YCCのもと、大規模な国債買入れを続ける日銀だが、一部の国債保有額が減少している。8日時点の銘柄別国債保有残高によると、10年356回債の保有残高は5兆1336億円となり、6月30日時点の5兆3120億円より1784億円減った。

この間、日銀は資産売却のオペを行っておらず、財務省のバイバック(買入消却)もなかったため、金融機関が日銀から借りた国債の返品を免除される「減額措置」が実施されたとの見方が市場ではもっぱらだ。
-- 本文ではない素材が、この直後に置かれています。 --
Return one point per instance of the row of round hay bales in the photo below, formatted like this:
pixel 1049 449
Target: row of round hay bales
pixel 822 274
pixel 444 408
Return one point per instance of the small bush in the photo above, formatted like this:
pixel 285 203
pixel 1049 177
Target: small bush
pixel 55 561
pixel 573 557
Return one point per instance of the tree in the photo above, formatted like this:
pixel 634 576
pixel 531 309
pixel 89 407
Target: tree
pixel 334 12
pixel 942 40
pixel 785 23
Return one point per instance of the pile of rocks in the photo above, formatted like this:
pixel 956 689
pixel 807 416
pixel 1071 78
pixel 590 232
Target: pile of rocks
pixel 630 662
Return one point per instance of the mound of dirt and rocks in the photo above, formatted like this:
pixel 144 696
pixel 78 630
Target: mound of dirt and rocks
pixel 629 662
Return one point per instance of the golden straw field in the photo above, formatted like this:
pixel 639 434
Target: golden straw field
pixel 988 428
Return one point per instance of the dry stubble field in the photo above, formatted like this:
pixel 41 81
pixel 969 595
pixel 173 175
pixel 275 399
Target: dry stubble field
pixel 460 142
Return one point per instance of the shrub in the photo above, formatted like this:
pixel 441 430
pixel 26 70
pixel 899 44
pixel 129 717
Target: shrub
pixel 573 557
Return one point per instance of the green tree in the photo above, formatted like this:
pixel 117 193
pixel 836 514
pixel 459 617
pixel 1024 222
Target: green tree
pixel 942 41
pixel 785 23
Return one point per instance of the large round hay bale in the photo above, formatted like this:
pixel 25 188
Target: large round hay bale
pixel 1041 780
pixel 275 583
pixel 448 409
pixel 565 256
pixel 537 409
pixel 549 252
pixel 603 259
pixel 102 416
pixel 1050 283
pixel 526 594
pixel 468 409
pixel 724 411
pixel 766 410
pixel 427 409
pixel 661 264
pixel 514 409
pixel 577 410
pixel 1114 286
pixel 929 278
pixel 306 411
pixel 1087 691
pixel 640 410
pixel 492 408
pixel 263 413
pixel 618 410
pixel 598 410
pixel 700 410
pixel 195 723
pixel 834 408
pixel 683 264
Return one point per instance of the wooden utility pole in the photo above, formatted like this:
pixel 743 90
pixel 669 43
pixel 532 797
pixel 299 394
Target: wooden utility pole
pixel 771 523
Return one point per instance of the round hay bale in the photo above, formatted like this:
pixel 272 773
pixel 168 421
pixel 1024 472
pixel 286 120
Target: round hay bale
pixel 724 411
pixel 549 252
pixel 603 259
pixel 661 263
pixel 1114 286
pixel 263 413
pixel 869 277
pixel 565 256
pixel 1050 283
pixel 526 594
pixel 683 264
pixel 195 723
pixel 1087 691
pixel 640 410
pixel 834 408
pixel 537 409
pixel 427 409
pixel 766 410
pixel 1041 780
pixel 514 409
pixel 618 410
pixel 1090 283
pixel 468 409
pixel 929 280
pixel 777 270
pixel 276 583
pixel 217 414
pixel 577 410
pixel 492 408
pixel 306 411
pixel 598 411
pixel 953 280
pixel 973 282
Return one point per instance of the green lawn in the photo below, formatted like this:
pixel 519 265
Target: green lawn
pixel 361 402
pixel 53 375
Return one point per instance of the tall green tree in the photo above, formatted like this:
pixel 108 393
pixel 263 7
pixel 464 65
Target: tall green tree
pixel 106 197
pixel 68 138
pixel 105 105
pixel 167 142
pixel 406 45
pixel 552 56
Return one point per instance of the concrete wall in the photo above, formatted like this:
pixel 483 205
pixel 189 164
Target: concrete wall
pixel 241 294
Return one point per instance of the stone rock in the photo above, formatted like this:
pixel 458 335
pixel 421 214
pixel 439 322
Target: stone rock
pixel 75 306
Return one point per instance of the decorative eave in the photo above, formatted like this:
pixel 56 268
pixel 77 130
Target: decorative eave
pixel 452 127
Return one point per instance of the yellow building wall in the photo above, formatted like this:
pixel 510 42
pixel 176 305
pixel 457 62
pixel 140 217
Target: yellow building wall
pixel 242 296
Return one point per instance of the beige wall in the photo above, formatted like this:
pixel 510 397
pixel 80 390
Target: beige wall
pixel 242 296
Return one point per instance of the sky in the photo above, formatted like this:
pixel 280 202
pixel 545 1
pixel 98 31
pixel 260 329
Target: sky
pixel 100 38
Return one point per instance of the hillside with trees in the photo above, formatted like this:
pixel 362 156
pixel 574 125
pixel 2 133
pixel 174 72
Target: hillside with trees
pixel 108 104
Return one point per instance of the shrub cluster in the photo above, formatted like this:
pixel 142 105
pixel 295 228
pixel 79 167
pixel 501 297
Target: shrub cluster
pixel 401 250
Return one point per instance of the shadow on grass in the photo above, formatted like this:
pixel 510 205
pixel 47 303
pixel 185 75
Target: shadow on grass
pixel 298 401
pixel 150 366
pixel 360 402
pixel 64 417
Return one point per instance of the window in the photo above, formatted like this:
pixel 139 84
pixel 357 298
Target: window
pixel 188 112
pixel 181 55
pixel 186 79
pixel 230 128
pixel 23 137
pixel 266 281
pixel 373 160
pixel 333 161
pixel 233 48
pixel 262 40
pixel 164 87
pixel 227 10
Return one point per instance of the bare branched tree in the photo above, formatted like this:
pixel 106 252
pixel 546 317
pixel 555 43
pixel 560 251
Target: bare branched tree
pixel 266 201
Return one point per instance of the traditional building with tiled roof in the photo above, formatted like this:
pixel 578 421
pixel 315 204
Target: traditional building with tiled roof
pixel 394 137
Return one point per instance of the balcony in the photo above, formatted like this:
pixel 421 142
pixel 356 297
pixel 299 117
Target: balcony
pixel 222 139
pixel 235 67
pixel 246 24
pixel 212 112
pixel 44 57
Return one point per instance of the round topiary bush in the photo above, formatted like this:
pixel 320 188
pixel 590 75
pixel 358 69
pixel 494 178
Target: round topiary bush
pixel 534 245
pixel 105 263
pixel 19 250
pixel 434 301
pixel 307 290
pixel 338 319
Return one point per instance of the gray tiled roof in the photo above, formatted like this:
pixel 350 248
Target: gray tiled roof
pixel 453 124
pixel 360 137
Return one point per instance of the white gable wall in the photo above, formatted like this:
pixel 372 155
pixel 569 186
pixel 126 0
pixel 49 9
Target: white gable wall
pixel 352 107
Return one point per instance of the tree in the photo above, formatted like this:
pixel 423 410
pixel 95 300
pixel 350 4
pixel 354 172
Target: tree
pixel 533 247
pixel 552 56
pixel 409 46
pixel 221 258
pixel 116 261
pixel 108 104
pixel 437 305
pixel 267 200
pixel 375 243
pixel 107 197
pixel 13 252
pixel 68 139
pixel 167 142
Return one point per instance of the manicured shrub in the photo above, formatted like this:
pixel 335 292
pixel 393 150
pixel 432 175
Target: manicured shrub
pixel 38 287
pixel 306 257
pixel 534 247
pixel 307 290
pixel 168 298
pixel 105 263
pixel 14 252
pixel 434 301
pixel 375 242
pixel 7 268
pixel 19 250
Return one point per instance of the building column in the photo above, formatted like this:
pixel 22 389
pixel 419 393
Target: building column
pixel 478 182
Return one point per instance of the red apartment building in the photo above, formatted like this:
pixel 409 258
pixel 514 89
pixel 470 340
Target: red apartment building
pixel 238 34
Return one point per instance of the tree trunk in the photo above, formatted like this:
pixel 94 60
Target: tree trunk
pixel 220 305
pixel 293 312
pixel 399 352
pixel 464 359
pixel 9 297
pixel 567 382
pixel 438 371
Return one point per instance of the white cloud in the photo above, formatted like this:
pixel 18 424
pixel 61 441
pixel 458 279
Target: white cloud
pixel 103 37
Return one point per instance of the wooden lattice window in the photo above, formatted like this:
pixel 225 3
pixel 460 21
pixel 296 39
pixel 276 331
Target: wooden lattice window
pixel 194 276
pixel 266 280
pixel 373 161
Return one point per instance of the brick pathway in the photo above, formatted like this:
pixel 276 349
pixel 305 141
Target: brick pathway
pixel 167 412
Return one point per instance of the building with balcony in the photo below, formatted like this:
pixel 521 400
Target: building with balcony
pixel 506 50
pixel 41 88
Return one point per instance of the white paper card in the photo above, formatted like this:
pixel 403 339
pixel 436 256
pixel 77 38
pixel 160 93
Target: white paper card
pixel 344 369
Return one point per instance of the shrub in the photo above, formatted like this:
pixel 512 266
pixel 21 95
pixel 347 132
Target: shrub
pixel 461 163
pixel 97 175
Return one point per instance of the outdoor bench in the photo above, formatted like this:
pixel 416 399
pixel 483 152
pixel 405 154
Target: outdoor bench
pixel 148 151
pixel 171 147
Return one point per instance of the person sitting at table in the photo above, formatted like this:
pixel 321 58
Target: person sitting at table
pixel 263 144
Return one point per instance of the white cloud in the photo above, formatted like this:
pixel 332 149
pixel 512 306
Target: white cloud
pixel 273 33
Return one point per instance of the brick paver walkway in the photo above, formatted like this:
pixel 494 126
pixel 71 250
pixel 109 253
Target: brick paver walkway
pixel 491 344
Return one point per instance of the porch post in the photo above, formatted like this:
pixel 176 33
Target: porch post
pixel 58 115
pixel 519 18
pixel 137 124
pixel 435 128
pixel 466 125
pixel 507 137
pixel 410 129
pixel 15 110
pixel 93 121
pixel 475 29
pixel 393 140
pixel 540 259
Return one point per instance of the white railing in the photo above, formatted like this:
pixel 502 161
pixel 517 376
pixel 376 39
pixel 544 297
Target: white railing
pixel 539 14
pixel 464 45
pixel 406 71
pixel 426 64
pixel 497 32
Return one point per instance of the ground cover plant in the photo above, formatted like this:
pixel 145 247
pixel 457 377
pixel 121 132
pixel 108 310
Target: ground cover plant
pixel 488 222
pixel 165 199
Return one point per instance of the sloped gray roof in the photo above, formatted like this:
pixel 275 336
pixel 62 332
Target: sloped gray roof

日銀は6月17日に「減額措置」を利用しやすくする制度改正を発表。一部の金融機関がさっそくこの措置を利用した背景には、国債の大量買い入れに伴う流動性低下への懸念があったとみられる。

6月、海外の投機筋の売り仕掛けに対応するために行った指し値オペなどの結果、一部の国債流動性が低下、決済日に現物の債券の受け渡しができない「フェイル」が増加した。日銀が発表したデータによると、「フェイル」は6月に1234件と、5月の394件から急増。額面総額も3兆5264億円と前月の8900億円から大きく増えた。

国債流動性維持のため、日銀は国債補完供給を実施、金融機関に国債を供給した。同制度では、通常は金融機関が日銀から供給された国債を、一定期間後に返すのが原則だが、返品の目途が立たなかったり、流動性の改善に資する場合は一定の手数料と引き換えに返品が免除される。「減額措置」に掛かる手数料は国債1億円当たり3万円強とみられている。

流動性の低下に伴い、国債補完供給制度の利用は急増。6月15日に日銀がチーペスト銘柄の連続指し値オペを発表すると、翌16日の国債補完供給では356回債の応札額が9789億円と15日の3.5倍に膨らんだ。

<「減額措置」のコスト、やむを得ず>

市場では「減額措置」を好感する声が多い。市場が日銀からチーペスト銘柄などの国債を買い戻しているとすれば「需給改善につながる」(野村証券のチーフ金利ストラテジスト、中島武信氏)という。356回債の日銀の保有比率は7月8日時点で75.7%に低下、「減額措置」によって市場の356回債保有額が増えたことになる。

しかし「日銀が買い入れた国債を日銀自ら市場に戻し、次回以降の国債買い入れの原資としているようなものだ」(アナリスト)との見方もでき、「YCC政策の限界を示している」(国内証券)との声もある。

7月14日の10年356回債の国債補完供給の落札額は1515億円。金額は6月のピーク時よりも減少しているが、流動性は十分に回復してはおらず、三菱UFJモルガン・スタンレー証券の鶴田啓介・債券ストラテジストは「今後も減額措置が利用され、同銘柄の日銀保有残高が減少する可能性がある」と指摘している。

日銀では、YCCのもと、10年債金利が許容上限の0.25%に接近する局面で多少のコストが発生するのは政策の仕組み上やむを得ず、10年金利を0.25%で抑えることを優先すべきだとの見方が強い。

「減額措置」の実施については、日銀からコメントは得られていない。